Pakistani politician

Sajid Hussain Turi (born 12 February 1977) is a Pakistani politician who had been a member of the National Assembly of Pakistan from August 2018 till August 2023. Previously, he was a member of the National Assembly from 2008 to May 2018.
who is the current Federal Minister for Overseas Pakistanis and Human resources and development

==Early life==

He was born on 12 February 1977.

He is the brother of Sajjad Hussain Turi.

==Political career==

He was elected to the National Assembly of Pakistan as an independent candidate from Constituency NA-37 (Tribal Area-II) in the 2008 Pakistani general election. He received 26,287 votes and defeated an independent candidate Syed Riaz Hussain.
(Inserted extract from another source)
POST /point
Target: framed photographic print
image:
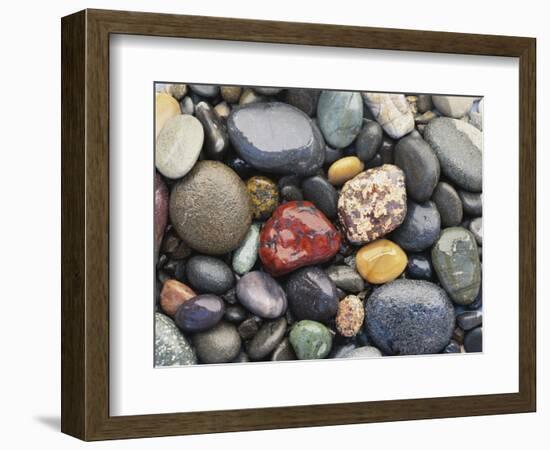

He was re-elected to the National Assembly as an independent candidate Constituency NA-37 (Tribal Area-II) in the 2013 Pakistani general election. He received 29,623 votes and defeated an independent candidate, Sayed Qaisar Hussain.

He was re-elected to the National Assembly as a candidate of Pakistan Peoples Party (PPP) from Constituency NA-46 (Tribal Area-VII) in the 2018 Pakistani general election. He received 21,461 votes and defeated Syed Iqbal Mian, a candidate of Pakistan Tehreek-e-Insaf.